Old/Historic Bangkok: A ten-minute boat ride north of the cluster of luxury properties and high-end shopping centers sits holy sites like Wat Arun, the Grand Palace and Wat Pho – not to be missed for first time visitors, all of whom should start their sightseeing on the river to feel the pulsating energy of Bangkok. The area has a wealth of temples and tons of historic charm, especially in Chinatown, a souk-like labyrinth of small alleys and markets.
Downtown: In the sprawl that’s Bangkok,there’s no real downtown, of course, but that’s what many call the business area surrounding the city center. This area most easily understood when divided by one of the city’s main boulevards into two separate neighborhoods, one north of Rama IV Boulevard, and the other south of it.
South of Rama IV Boulevard: South of the main boulevard on Rama IV, you’ll find hotels like the Metropolitan and Sukhothai, restaurants such as Eat Me and Harmonique, and some delicious off-the-beaten-path street food stalls.
North of Rama IV Boulevard: North of Rama IV Boulevard you’ll find the Four Seasons, restaurants like M.R. Kukrit Heritage Home and some of the city’s massive department stores, including Siam Paragon and Siam Square. Tucked away on a side street to the west is the Jim Thompson House, a first-time must for any visitor.
Sukhumvit: Sukhumvit Road is a major thoroughfare (technically 250 miles long, ending in Trat, in eastern Thailand) from which extend a myriad of small sois (streets). Each seems to harbor a microcosm ofits own— Soi 38, for instance, has excellent street-food stalls; Soi 55, some great shops; and Soi 11, the best clubs—and new clusters are constantly popping up. This area is great for dinner, drinks and dancing: thanks to the BTS Sky Train, which runs along Sukhumvit Road, it’s easy to get around. Don’t miss: Face Bar, Bed Supperclub, Spring-Summer and Agalico.

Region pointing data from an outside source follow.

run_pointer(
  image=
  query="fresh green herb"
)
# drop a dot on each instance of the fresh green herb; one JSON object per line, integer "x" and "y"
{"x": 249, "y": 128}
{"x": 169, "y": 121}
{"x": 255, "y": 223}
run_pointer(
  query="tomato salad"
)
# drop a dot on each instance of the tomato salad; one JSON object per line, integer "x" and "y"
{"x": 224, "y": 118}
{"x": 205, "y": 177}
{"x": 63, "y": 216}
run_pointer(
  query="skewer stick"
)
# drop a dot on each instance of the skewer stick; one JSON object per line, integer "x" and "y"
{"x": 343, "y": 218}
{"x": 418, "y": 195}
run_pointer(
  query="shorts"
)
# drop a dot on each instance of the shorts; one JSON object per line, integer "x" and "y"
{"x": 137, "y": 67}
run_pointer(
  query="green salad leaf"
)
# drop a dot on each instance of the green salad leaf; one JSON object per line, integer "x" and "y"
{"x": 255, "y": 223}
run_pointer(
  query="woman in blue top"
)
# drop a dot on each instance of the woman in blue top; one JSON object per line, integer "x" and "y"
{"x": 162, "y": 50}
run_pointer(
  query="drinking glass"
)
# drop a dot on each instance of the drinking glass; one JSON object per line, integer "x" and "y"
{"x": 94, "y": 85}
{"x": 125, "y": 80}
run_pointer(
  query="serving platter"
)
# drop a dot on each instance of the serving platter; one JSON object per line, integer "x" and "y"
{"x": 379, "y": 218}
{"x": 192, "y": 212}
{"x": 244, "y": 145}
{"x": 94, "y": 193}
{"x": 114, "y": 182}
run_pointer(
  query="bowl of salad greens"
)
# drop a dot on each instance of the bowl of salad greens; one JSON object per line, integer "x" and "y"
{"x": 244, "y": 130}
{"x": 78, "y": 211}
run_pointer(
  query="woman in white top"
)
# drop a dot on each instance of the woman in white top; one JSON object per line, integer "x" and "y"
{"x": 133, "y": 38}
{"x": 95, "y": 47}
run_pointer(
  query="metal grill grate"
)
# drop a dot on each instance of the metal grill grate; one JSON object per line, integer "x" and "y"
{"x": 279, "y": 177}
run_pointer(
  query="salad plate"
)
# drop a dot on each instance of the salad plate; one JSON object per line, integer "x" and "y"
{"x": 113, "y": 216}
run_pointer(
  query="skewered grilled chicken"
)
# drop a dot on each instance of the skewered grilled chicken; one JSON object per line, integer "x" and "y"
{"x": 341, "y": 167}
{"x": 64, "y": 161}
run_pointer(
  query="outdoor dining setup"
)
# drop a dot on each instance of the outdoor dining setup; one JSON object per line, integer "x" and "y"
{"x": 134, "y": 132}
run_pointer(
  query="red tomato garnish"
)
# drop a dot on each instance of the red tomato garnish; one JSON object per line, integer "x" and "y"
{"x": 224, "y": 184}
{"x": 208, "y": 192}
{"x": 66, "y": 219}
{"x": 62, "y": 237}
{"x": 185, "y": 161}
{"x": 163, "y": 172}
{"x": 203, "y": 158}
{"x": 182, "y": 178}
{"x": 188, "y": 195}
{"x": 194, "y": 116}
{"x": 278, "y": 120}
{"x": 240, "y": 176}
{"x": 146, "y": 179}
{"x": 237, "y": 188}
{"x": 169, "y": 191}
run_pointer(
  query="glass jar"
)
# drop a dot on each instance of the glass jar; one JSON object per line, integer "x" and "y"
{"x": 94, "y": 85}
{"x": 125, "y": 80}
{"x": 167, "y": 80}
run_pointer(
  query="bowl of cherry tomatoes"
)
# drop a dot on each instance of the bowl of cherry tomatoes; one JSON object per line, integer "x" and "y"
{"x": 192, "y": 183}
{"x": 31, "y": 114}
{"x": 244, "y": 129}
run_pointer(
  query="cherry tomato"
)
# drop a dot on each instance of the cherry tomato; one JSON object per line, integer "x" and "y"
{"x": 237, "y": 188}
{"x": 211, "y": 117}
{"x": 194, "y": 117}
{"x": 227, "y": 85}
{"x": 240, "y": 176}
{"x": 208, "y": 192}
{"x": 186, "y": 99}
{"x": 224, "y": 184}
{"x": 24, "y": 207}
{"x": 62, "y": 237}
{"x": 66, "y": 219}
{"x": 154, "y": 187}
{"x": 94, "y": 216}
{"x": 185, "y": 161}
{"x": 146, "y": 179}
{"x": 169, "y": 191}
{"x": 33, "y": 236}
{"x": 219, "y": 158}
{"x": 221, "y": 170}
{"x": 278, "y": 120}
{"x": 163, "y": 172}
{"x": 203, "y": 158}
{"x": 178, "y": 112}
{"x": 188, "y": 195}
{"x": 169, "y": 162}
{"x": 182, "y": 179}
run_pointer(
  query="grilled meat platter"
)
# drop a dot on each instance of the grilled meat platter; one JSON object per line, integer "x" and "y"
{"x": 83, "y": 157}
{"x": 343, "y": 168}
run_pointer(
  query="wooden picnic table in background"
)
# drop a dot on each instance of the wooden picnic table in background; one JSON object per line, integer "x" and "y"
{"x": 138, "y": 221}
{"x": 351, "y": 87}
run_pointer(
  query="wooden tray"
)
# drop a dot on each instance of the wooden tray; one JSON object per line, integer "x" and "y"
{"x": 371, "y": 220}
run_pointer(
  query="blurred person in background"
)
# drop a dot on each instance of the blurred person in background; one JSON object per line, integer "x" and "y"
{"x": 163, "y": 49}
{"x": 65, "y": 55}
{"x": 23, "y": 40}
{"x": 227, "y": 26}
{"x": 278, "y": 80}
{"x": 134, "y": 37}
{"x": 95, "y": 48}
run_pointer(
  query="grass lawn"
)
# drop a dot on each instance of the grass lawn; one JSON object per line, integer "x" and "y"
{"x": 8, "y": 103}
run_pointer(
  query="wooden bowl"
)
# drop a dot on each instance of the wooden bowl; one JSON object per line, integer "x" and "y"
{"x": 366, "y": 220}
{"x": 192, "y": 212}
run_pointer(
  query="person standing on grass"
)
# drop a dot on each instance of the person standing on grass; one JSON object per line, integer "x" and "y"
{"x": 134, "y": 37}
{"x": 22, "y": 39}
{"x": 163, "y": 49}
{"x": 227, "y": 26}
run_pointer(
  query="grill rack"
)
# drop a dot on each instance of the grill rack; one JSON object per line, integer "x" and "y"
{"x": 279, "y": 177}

Off the Beaten Path: Perhaps one of the most special things about Bangkok as a city is that every neighborhood has something unique to offer, something special to cherish. While tourists tend to stick to the more well known neighborhoods, travelers will find something exciting in many of the lesser known ones too. These include places like the beautiful boutique Siam Hotel, the Chatuchak Weekend Market and the ancient majestic capital of the kingdom of Siam, Ayutthaya.